Макс потоптался, потолкался с посетителями, так как замер на самом проходе и боязливо направился к ней. Задержал дыхание, нырнул в зону комфорта, пристроил дымчатую шубку на вешалку, сел за лакированный стол, выдохнул и сконцентрировался на отчётливом биенье ошалевшего сердца. Вероника молчала ещё минут пять, он, соответственно, тоже. Потом она подвинула шоколадку на его половину стола и не отрываясь от чтения сказала:       – Привет, и угощайся.

– Привет, – чуть слышно буркнул Макс и сунул кусочек в рот, не чувствуя сладость.

Минут через двадцать она захлопнула книгу, положила её на диван, встала и с шубкой в руках поспешила к выходу, успев сказать ему: – Пошли.

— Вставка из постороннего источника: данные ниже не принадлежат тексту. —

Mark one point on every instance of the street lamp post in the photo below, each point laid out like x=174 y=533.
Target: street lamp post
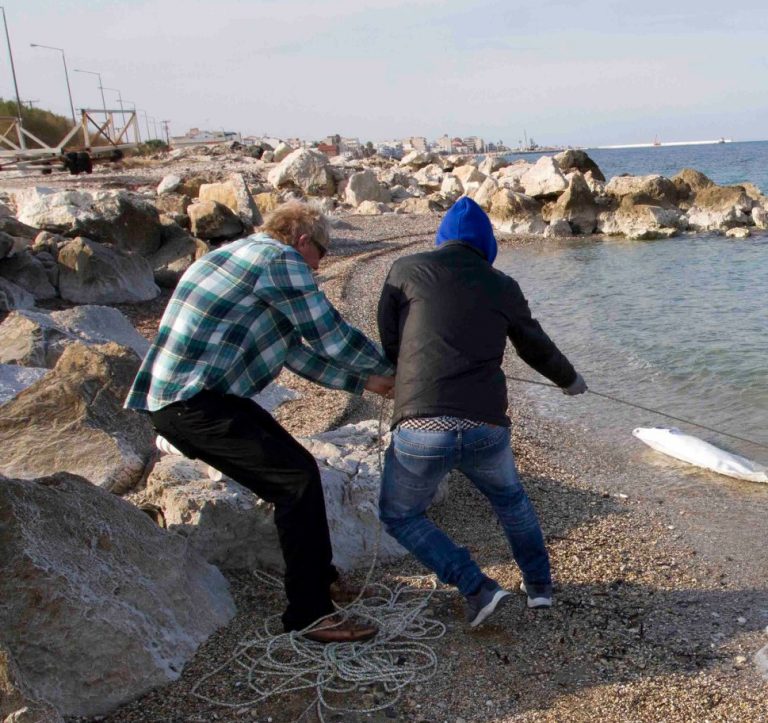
x=136 y=121
x=146 y=122
x=101 y=88
x=66 y=76
x=15 y=84
x=120 y=101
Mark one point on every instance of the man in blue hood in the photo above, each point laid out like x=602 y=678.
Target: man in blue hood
x=444 y=319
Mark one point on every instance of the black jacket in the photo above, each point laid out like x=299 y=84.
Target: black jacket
x=444 y=319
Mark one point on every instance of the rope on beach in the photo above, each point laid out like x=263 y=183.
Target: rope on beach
x=273 y=663
x=647 y=409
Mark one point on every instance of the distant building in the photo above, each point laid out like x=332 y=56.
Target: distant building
x=194 y=136
x=351 y=146
x=330 y=149
x=390 y=149
x=473 y=143
x=443 y=144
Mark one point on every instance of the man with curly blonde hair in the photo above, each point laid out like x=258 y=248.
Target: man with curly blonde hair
x=237 y=317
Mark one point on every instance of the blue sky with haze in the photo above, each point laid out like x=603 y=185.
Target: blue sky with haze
x=578 y=72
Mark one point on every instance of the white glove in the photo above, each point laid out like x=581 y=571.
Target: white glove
x=579 y=386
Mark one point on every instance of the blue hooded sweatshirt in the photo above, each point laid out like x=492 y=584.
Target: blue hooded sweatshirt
x=467 y=222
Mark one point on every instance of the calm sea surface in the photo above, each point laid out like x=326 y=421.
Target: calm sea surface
x=724 y=163
x=678 y=325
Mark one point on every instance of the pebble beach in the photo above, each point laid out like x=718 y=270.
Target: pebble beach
x=645 y=627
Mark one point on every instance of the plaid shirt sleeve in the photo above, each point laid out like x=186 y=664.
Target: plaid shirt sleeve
x=309 y=364
x=288 y=286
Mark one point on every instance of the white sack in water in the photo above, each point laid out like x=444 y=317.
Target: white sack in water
x=703 y=454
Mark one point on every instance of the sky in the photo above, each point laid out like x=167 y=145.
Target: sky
x=563 y=72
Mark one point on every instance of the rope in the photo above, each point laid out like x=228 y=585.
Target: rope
x=647 y=409
x=275 y=663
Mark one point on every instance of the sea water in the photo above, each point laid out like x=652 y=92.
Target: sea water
x=724 y=163
x=679 y=325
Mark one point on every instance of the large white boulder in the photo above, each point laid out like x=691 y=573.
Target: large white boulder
x=39 y=338
x=169 y=184
x=491 y=164
x=124 y=220
x=653 y=190
x=471 y=179
x=576 y=205
x=641 y=221
x=52 y=210
x=14 y=379
x=94 y=273
x=483 y=196
x=234 y=194
x=282 y=151
x=73 y=420
x=225 y=522
x=544 y=179
x=232 y=527
x=306 y=169
x=211 y=220
x=417 y=159
x=451 y=187
x=429 y=177
x=719 y=208
x=513 y=212
x=577 y=160
x=760 y=217
x=372 y=208
x=99 y=604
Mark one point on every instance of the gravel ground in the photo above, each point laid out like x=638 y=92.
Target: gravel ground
x=644 y=628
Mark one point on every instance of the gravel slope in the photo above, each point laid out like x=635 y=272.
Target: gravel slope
x=643 y=629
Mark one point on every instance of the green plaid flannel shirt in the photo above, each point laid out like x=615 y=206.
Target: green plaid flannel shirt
x=237 y=317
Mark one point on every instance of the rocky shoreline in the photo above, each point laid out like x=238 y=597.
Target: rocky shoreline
x=643 y=629
x=646 y=628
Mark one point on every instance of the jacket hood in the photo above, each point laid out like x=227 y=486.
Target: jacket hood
x=467 y=222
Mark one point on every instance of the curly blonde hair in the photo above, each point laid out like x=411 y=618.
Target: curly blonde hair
x=294 y=219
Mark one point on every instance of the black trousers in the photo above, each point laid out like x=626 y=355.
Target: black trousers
x=240 y=439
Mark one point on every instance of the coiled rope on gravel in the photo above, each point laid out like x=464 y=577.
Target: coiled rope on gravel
x=273 y=663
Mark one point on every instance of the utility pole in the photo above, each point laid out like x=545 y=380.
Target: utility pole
x=66 y=76
x=136 y=121
x=22 y=142
x=146 y=123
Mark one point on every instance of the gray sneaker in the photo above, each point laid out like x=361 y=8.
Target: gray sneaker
x=539 y=596
x=483 y=603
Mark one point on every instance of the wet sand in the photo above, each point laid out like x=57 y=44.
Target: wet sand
x=650 y=623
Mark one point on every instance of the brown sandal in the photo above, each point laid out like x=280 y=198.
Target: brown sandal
x=335 y=630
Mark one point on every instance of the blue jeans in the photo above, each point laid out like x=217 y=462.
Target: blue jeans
x=414 y=465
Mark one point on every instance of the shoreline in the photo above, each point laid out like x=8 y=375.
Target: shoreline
x=644 y=628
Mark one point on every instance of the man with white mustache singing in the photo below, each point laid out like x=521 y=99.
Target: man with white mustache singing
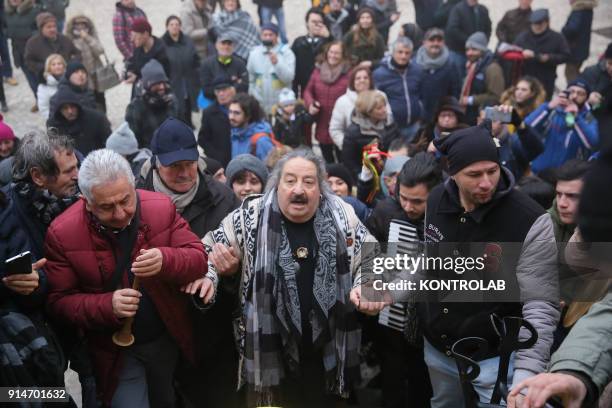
x=298 y=250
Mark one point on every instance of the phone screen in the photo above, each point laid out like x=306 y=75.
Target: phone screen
x=19 y=264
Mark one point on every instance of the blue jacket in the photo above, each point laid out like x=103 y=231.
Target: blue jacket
x=518 y=149
x=15 y=238
x=241 y=140
x=577 y=32
x=403 y=91
x=562 y=143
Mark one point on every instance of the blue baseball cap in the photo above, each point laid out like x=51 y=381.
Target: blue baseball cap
x=174 y=141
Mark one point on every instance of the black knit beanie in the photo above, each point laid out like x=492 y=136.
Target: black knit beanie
x=340 y=171
x=595 y=211
x=466 y=146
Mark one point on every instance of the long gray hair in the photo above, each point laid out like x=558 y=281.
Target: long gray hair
x=306 y=154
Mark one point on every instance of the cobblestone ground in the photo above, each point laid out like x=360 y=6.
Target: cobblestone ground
x=20 y=98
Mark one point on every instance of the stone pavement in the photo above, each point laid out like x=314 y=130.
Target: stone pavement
x=20 y=98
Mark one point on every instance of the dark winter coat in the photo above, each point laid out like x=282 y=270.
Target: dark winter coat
x=529 y=267
x=20 y=232
x=463 y=22
x=140 y=58
x=361 y=50
x=327 y=95
x=292 y=132
x=235 y=70
x=577 y=32
x=513 y=23
x=89 y=131
x=81 y=263
x=38 y=48
x=306 y=49
x=20 y=26
x=549 y=42
x=184 y=66
x=215 y=134
x=425 y=11
x=403 y=89
x=600 y=81
x=359 y=134
x=436 y=84
x=85 y=95
x=144 y=118
x=55 y=7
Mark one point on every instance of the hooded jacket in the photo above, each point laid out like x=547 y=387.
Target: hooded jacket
x=85 y=95
x=215 y=134
x=91 y=48
x=403 y=89
x=561 y=142
x=122 y=27
x=509 y=217
x=462 y=22
x=140 y=57
x=577 y=30
x=266 y=79
x=20 y=21
x=551 y=43
x=196 y=25
x=89 y=130
x=235 y=70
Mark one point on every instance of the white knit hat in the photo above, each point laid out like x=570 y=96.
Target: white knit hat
x=286 y=97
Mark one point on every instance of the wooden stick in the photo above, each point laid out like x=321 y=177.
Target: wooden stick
x=124 y=337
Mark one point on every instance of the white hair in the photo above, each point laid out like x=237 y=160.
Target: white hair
x=100 y=167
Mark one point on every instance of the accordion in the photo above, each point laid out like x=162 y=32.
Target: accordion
x=403 y=239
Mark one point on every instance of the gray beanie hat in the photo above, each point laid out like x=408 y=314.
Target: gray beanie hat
x=153 y=73
x=478 y=41
x=122 y=140
x=246 y=162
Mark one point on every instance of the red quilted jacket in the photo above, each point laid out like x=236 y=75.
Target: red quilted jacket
x=326 y=95
x=80 y=262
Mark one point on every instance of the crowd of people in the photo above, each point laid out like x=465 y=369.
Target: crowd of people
x=225 y=263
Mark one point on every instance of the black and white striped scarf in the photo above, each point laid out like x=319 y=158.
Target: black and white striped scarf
x=272 y=307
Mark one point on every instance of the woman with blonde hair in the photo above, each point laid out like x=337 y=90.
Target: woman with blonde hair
x=55 y=67
x=525 y=96
x=370 y=123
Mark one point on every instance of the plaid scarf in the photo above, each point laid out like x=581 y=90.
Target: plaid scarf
x=272 y=310
x=239 y=25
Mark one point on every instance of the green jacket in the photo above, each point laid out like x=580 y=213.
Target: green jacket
x=587 y=350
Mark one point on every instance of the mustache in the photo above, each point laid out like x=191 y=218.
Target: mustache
x=299 y=199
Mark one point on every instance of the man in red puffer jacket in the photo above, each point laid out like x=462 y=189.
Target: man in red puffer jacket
x=90 y=280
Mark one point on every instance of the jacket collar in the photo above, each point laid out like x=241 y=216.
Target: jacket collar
x=450 y=202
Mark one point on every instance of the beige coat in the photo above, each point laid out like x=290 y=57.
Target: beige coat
x=90 y=46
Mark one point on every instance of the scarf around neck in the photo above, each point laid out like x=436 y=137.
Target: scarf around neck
x=427 y=62
x=180 y=200
x=272 y=309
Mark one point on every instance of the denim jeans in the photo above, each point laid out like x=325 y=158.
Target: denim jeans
x=266 y=17
x=444 y=377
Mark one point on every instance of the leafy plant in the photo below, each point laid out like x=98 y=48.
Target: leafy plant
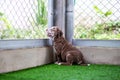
x=101 y=13
x=41 y=14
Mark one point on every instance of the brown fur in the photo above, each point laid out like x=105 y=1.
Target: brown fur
x=65 y=52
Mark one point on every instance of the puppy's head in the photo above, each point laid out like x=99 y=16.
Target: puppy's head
x=54 y=32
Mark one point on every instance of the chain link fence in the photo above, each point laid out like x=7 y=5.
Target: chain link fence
x=23 y=19
x=97 y=19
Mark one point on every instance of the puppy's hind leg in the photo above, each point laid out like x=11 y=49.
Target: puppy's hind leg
x=69 y=60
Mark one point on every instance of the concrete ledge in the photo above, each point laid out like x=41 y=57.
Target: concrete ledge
x=101 y=55
x=12 y=60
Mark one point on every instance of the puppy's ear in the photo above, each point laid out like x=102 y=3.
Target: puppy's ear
x=59 y=33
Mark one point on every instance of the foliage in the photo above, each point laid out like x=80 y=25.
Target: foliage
x=109 y=30
x=41 y=14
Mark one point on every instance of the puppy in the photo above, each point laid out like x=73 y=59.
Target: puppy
x=65 y=52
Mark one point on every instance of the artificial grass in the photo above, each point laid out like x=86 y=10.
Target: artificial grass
x=75 y=72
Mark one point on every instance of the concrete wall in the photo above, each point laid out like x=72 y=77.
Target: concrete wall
x=12 y=60
x=101 y=55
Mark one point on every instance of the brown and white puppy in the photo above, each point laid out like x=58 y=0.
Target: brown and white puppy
x=65 y=52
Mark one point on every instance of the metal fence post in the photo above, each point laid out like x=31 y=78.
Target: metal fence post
x=69 y=20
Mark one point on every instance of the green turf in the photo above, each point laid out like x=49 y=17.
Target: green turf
x=75 y=72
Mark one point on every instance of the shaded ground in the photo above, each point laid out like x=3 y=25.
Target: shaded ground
x=55 y=72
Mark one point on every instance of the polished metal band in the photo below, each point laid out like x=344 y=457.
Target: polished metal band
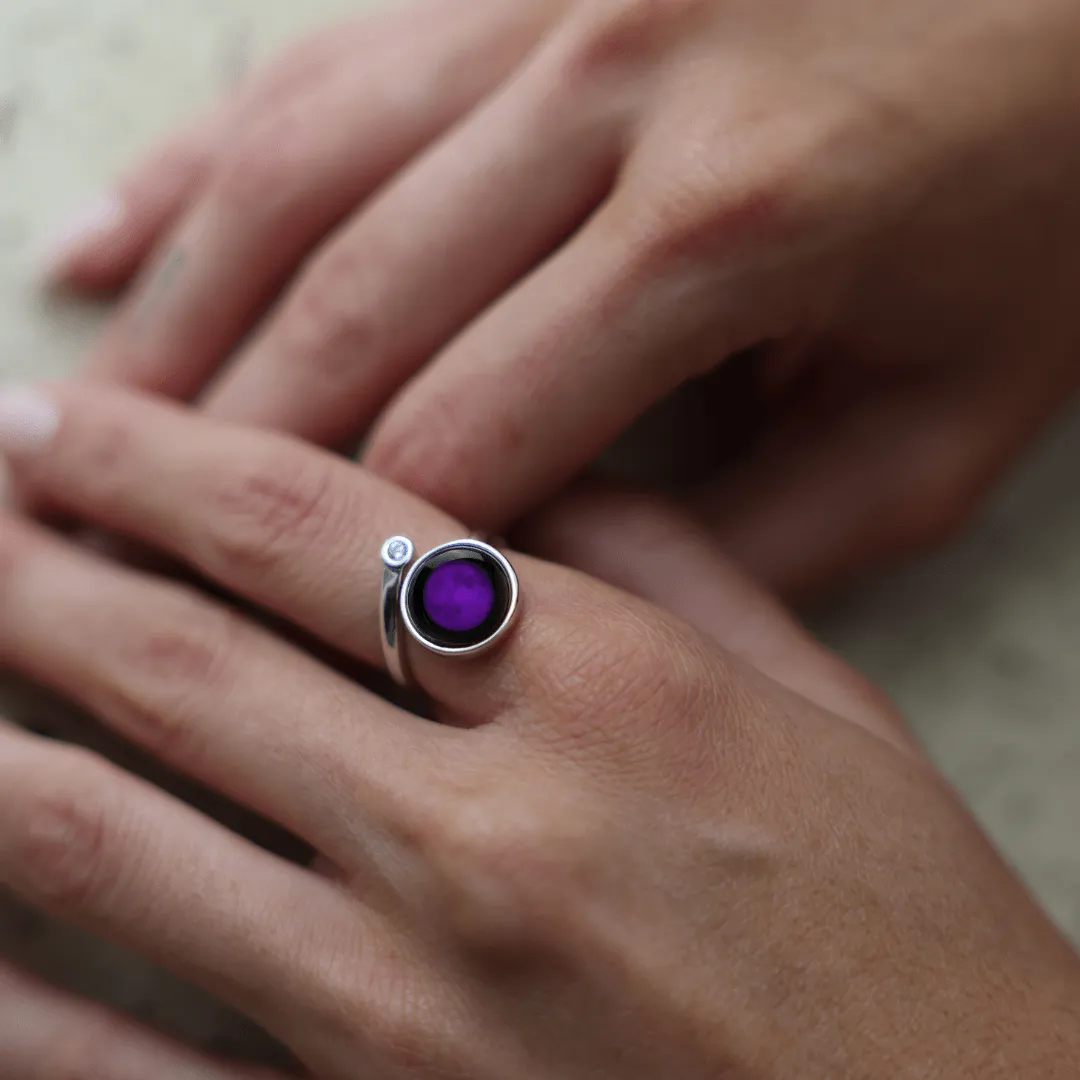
x=397 y=554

Толпа растаяла за первым же поворотом, стало тихо.

Снег валили стеной, злосчастные коммунальщики ушли в запой, поэтому дороги были чистые, белые и пушистые и город хоть немного сделался сказочным. Она шла по обыкновению без рукавиц, прятала кулачки в рукава, плотно скрестив руки на груди, хлопала тяжёлыми ресницами и нестерпимо молчала. Крупные снежинки, похожие на куски ваты, ложились на её волосы, лицо и плечи, такая серебристая фата, зыбкая вуаль, прозрачная, но не настолько, чтоб разгадать маршрут похода.

Макс всё же рискнул спросить:

– А куда мы идём?

Вероника остановилась и, ни секунды не мешкая, ошарашила простым ответом, будто это и так было очевидно с самого начала: – Ко мне.

Макс растерялся и обязательно перепутал бы чего-нибудь, ну, или забыл, но в данный момент его рассеянность уже никак не могла навредить. На всякий случай, он гнал все свои безумные размашистые мысли, кроме одной – главное не открывать рта, чтобы не ляпнуть лишнего. Они зашли во двор – колодец древнего трёхэтажного здания, сделали несколько шагов, но вдруг она резко развернулась, схватила Макса за руку и притащила к красным вывескам через дорогу. Обстучав башмаки о ступени, чудаковатая парочка прыгнула в магазин, неряшливо приукрашенный к празднику гирляндами и пучками мишуры. Вероника встряхнула головой, снежинки посыпались на пол, быстро исчезая в грязном месиве. Рассеянно оглядев хаотичные ряды стеллажей, не уяснив их смысл расстановки, не оценив аляповатый стиль убранства, она протяжно фыркнула, красноречиво моргнула и весело озадачила своего кавалера: – Надо шампанское купить, ну, и поесть… наверное.

Макс старался взять дело в свои руки: чванно гарцевал павлином, вальяжно взирал на товар, важно цедил сквозь зубы «такс-такс-такс», но инициатива предпочла Веронику, поэтому на нужный уголок указал её аккуратный пальчик и ёмкая фраза «да здесь же».